George Eliot. (1819–1880). The Mill on the Floss.
The Harvard Classics Shelf of Fiction. 1917.

V Criticisms and Interpretations

V. By W. D. Howells

IT is by her nature, complex, passionate, sensuous, by her sex, intellectualized and spiritualized, that Maggie Tulliver is most important to the reader. In her relations to her brother, which are apparently the chief interest of the book, she is interestingly and novelly studied; but these, though they involve the catastrophe, do not involve the climax. That is reached, as it seems to me, not when she and Tom are drowned together in the flood of the Floss, but when her reason and her conscience are provisionally overborne by her love for Stephen Guest, and she floats with him down a tide and out upon a sea more perilous than any inundation, and saves herself only by a powerful impulse of her will, which is almost a convulsion. The fruition of her love would have been a double treason, treason to her cousin Lucy, who was Guest’s betrothed, and treason to Philip Wakem, to whom she was herself pledged; and the sense of this blackened it with guilt, and turned it to despair, even while she yielded and yielded to the love of being loved. Never has an unhappy passion been more faithfully studied in a character with strength enough finally to forbid it; or more subtly felt from that first moment when Maggie begins to rejoice in her beauty because of her love for the man who loves it, till that last moment when she refuses to marry him, and goes back to suffer shame rather than to merit shame. Every step of the way is accurately and firmly traced up to that passage where Stephen Guest comes to ask her to row with him on the river, and from which there seems no retreat.…
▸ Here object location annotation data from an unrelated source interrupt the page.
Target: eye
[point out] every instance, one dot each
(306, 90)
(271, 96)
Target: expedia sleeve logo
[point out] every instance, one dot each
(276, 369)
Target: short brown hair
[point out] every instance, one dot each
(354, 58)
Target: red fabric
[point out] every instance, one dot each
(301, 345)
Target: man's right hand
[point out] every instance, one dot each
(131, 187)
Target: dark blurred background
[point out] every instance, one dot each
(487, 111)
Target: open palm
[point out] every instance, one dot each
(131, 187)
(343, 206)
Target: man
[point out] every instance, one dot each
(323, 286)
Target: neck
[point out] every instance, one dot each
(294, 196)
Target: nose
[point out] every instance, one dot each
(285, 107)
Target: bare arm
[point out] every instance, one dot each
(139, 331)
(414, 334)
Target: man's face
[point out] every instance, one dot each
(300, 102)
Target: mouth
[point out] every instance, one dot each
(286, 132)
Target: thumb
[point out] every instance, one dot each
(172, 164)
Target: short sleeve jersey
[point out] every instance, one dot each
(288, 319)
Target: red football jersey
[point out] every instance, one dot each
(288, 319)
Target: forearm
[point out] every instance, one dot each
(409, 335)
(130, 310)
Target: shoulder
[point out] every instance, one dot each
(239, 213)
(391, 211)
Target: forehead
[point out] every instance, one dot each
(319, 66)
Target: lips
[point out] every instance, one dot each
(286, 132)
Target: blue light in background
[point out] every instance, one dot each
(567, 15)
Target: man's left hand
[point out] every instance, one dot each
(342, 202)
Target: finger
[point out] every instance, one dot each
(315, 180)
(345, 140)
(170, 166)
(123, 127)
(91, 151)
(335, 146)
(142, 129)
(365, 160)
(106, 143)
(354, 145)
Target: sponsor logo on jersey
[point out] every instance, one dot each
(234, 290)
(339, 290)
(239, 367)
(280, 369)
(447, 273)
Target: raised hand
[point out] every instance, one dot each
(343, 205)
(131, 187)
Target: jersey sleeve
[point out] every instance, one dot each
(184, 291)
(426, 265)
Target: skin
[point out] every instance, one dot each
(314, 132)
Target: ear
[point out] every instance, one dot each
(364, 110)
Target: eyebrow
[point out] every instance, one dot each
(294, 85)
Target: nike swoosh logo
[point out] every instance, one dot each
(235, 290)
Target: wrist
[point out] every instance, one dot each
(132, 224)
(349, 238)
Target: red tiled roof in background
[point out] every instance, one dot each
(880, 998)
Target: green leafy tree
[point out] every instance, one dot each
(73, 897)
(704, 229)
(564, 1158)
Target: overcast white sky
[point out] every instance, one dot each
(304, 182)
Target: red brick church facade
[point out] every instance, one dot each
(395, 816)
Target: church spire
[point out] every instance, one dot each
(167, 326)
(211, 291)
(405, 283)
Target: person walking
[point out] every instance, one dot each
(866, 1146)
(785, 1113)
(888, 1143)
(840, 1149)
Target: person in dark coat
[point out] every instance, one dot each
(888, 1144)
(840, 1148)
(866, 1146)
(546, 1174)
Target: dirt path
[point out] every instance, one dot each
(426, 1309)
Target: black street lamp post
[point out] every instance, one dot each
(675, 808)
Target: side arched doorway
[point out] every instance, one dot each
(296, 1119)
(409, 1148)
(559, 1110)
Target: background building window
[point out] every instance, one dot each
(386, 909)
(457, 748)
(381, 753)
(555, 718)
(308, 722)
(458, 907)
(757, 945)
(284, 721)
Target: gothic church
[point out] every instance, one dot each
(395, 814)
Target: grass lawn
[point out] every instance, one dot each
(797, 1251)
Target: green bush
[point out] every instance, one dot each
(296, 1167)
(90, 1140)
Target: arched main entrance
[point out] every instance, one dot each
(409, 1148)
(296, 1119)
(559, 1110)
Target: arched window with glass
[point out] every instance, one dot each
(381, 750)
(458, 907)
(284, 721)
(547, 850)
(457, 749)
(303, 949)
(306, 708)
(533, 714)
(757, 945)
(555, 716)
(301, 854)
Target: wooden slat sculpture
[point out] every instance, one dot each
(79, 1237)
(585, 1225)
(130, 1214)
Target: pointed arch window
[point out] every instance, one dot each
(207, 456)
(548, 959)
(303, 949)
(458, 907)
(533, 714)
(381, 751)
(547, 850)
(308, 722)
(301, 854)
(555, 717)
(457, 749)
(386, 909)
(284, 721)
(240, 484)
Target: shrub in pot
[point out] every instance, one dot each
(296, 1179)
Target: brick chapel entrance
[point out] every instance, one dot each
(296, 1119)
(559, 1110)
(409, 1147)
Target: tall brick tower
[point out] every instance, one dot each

It does not seem to me that the true logic of the late is Maggie’s death with Tom Tulliver, or Stephen’s marriage with Lucy. It is a forced touch where the husband and wife stand together beside the grave of the brother and sister; but in the novels, the best of the novels, fifty years ago, they forced their touches rather more than they do now. To kill people or to marry them is to beg the question; but into some corner the novelist is commonly driven who deals with a problem. It is only life that can deal masterfully with problems, and life does not solve them by referring them to another life or by stifling them with happiness. How life would have solved the problem of Maggie Tulliver I am not quite prepared to say; but I have my revolt against George Eliot’s solution. All the more I must own that the heroine’s character, from the sort of undisciplined, imaginative, fascinating little girl we see her at first, into the impassioned, bewildered, self-disciplined woman we see her at last, is masterly. Having given my opinion that her supreme expression is in her relation to her lover, I have my doubts, or at least my compunctions in behalf of her relation to her brother. Unquestionably the greatest pathos of the story appeals to us from her relation to her brother. The adoring dependence, the grieving indignation, the devotion, the revolt, the submission, and the reunion which make up her love for him is such a study of sisterly affection as I should not know where to match. The very conditions of her intellectual and emotional superiority involve a moral inferiority to the brute simplicity, the narrow integrity, the heroic truth of the more singly natured man. Maggie saw life more whole than Tom, but that part of it which he saw he discerned with a clearness denied to her large but cloudy vision. It is a great and beautiful story, which one reads with a helpless wonder that such a book should ever be in any wise superseded, or should not constantly keep the attention at least of those fitted to feel its deep and lasting significance.—From George Eliot’s “Maggie Tulliver and Hetty Sorrel,” in “Heroines of Fiction” (1901).